The ideal research problem in statistics is “do-able,” interesting, and one for which there is not much competition. My strategy for getting there can be summed up as follows:

  • Consulting: Do a very large amount
  • Collaborating: Do quite a bit
  • Research: Do some

Why? A very large amount of consulting means meeting many people and many problems and learning a lot, including where we are ignorant. Then, you might spot some low-hanging fruit. Quite a bit of collaboration gives you an in-depth knowledge of something, rubs your nose in your ignorance, and perhaps motivates you to reduce it a little. Research keeps the brain active and is fun. It also helps careers (fame, fortune), but you know that.

A clarification: For many—perhaps most—of you, the way to do statistical research is to get more data (in context, with questions) through consulting and collaborating. However, for a few of you, it may be to get less data—to find the opportunity to focus on research more and do less consulting and collaborating.

I say do a very large amount of consulting. How can you make this happen, with whom, and how much is “a large amount”? Naturally, the answer depends on your situation. If you are at a university or other research institution, you should have no real difficulty answering these questions. If you are somewhere else, it can be harder.

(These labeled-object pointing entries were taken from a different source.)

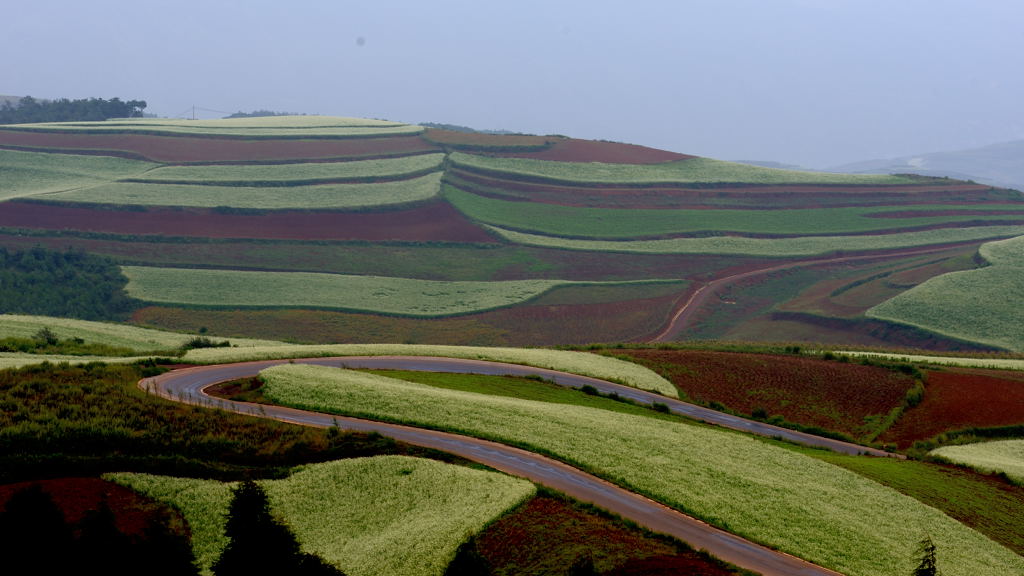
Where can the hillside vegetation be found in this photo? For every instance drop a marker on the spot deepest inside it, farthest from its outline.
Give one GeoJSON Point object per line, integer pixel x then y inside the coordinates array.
{"type": "Point", "coordinates": [370, 517]}
{"type": "Point", "coordinates": [795, 495]}
{"type": "Point", "coordinates": [368, 198]}
{"type": "Point", "coordinates": [979, 305]}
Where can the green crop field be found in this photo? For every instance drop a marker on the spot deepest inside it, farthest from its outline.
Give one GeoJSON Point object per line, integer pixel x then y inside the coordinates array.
{"type": "Point", "coordinates": [27, 173]}
{"type": "Point", "coordinates": [296, 174]}
{"type": "Point", "coordinates": [551, 219]}
{"type": "Point", "coordinates": [691, 170]}
{"type": "Point", "coordinates": [1005, 456]}
{"type": "Point", "coordinates": [771, 247]}
{"type": "Point", "coordinates": [371, 517]}
{"type": "Point", "coordinates": [760, 491]}
{"type": "Point", "coordinates": [263, 127]}
{"type": "Point", "coordinates": [979, 305]}
{"type": "Point", "coordinates": [401, 296]}
{"type": "Point", "coordinates": [1008, 252]}
{"type": "Point", "coordinates": [584, 363]}
{"type": "Point", "coordinates": [260, 198]}
{"type": "Point", "coordinates": [143, 340]}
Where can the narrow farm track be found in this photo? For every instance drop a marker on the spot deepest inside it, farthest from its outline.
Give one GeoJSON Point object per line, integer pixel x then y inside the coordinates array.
{"type": "Point", "coordinates": [188, 385]}
{"type": "Point", "coordinates": [696, 298]}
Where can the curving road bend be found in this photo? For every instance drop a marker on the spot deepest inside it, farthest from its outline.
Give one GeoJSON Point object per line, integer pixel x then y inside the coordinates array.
{"type": "Point", "coordinates": [188, 385]}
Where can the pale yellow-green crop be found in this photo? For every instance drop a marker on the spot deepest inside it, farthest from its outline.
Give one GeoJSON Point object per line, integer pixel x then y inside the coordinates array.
{"type": "Point", "coordinates": [304, 172]}
{"type": "Point", "coordinates": [979, 305]}
{"type": "Point", "coordinates": [261, 198]}
{"type": "Point", "coordinates": [402, 296]}
{"type": "Point", "coordinates": [807, 507]}
{"type": "Point", "coordinates": [583, 363]}
{"type": "Point", "coordinates": [385, 516]}
{"type": "Point", "coordinates": [690, 170]}
{"type": "Point", "coordinates": [119, 335]}
{"type": "Point", "coordinates": [1005, 456]}
{"type": "Point", "coordinates": [30, 173]}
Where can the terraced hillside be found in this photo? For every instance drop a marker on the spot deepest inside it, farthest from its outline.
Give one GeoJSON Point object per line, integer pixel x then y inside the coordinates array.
{"type": "Point", "coordinates": [526, 239]}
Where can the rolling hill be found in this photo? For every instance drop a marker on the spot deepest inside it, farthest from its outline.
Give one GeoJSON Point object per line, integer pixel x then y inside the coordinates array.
{"type": "Point", "coordinates": [386, 232]}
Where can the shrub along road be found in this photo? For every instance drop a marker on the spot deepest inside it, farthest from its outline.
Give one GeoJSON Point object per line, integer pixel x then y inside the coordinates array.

I say collaborate quite a bit. How do you find collaborators, how do you choose them, and how much is “quite a bit”? The answer here also depends on your situation. Collaboration can arise out of consulting. Collaborate on a topic in which you are interested, with people in the field you like, who are good at what they do, and who are conveniently located so you can see them frequently and become part of the team. When you are asking how much is enough, you can do more! You’ll know. Talk it over with your mentor.

Mentors can help a lot. Help you to get started, help you to carry on, help you know when to stop. Find one! Similarly, your boss can help. S/he should support your efforts, understand your aspirations, accommodate your needs, and see that your efforts are recognized. You may not always be so lucky!

As for Actually Doing Statistical Research …

Most of what I have talked about is arranging the conditions for research opportunities to present themselves; this is by far the major part of the problem. Doing the research is also important. So I offer some quotes and comments (guess the sources!), as well as some of my own experience.

  • Research is 1% inspiration and 99% perspiration.
  • Develop your techniques.
  • If at first you don’t succeed, try, try again. (Then quit. No use being a damn fool about it.)
  • Keep it “as simple as possible, and yet no simpler.”
  • Chance favors prepared minds.
  • My method of overcoming a difficult problem it to go around it.
  • An approximate answer to the right question is worth a good deal more than the exact answer to an approximate problem.
  • Never stop listening to and learning from others.
  • Use all the resources available: CIS, PubMed, etc.
  • Research is the process of going up alleys to see if they are blind.
  • Emulate the masters and mistakes (i.e., copy, but with attribution).